Ce type de coopérative autogérée, luttant contre la malbouffe et pour les circuits courts, contre l’exclusion sociale et pour une alternative économique au modèle de la grande distribution, n’est donc pas nouveau mais il connaît actuellement un franc succès en France (… où, faut-il le rappeler, des coopératives de consommateurs ont été créées dès la fin du 19ème siècle).
Initiatives Françaises : mimétisme et émancipation…
Ainsi l’ouverture de La Louve dans le 18ème arrondissement (entre Simplon et Marcadet Poissonnière, quartier de la Goutte d’Or) marque t’il l’actualité médiatique… sans que cela soit en fait un hasard : ce supermarché coopératif (à but non lucratif et géré par ses membres) s’auto-promeut (un peu rapidement) « 1er supermarché coopératif participatif de Paris ». L’autogestion commerciale est au cœur de son projet : pour pouvoir acheter des produits à prix réduits, « vous devrez travailler à hauteur de 3 heures toutes les quatre semaines » (en tenant la caisse, gérant les stocks, assurant les tâches administratives, assumant le nettoyage, etc.). Mais ici, outre les donateurs particuliers, des entreprises et des fondations ayant pignon sur rue, des institutions se voulant innovantes se sont impliquées financièrement dès l’amont du lancement: La Banque Postale, La Fondation Macif, France active, la Caisse des dépôts mais aussi la Mairie de Paris ont ainsi joué le jeu.

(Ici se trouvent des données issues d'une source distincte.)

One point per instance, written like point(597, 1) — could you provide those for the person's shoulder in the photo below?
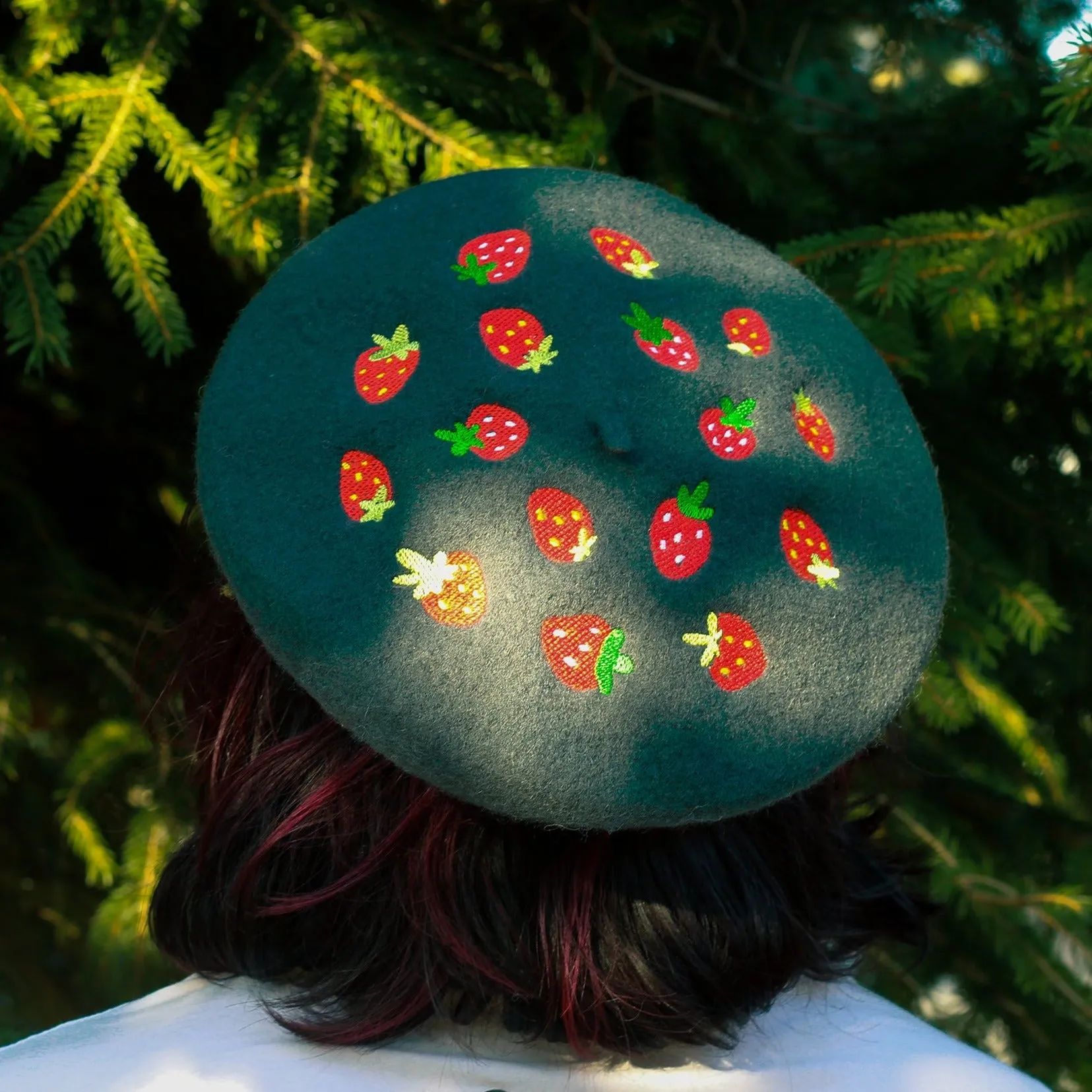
point(127, 1046)
point(847, 1038)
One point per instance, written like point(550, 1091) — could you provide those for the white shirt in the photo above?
point(199, 1037)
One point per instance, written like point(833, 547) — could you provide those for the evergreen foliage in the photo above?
point(920, 161)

Et sans doute en sera-t-il de même pour les futures Food coops françaises influencées par ce modèle de la Food Coop new yorkaise : en effet, aux récentes initiatives identifiées (La Chouette de Toulouse, La Cagette de Montpellier, La Meute du Pays de Grasse, L’éléfan de Grenoble, Scopéli de Nantes, Supercoop de Bordeaux, etc.) vont s’ajouter en 2017 : SuperQuinquin, un supermarché « coopératif et participatif » à Lille ; l’association Orléanaise Sur le Chemin Dépaysant communique actuellement sur un semblable projet, etc. Un engouement donc, confirmé par d’autres initiatives européennes (comme La BeesCoop à Bruxelles) qui se relient progressivement pour défendre à une échelle élargie les valeurs de l’économie parallèle et partagée.
Un modèle en devenir
Certes la couverture médiatique du lancement de La Louve est liée à l’initiative américaine puisque Tom Boothe et l’un de ses amis, Brian Horihan,… en sont à l’initiative. Mais pour autant, l’attention s’attise, l’activisme s’intensifie et ces coopératives, qui soutiennent le développement d’une alimentation durable et d’une agriculture de proximité, deviennent elles-mêmes des lieux de réflexion et de débat, tant sur la participation, l’économie sociale et solidaire que sur la diversification des expériences coopératives – en s’inscrivant donc à la fois dans des réseaux marchands et publics de proximité et dans des réseaux internationaux. Le temps nous dira si les membres tiendront bien leurs promesses et si cette volonté de revitaliser les solidarités (de voisinage et celles de plus longue distance) participera véritablement à une durable remise en question de la grande distribution.
Donc, un concept de « supermarché collaboratif » à consolider au fil d’études au long court et au plus proche de ces expériences.
Dominique Pagès est membre du Food 2.0 Lab et enseignante au CELSA-GRIPIC, Paris Sorbonne.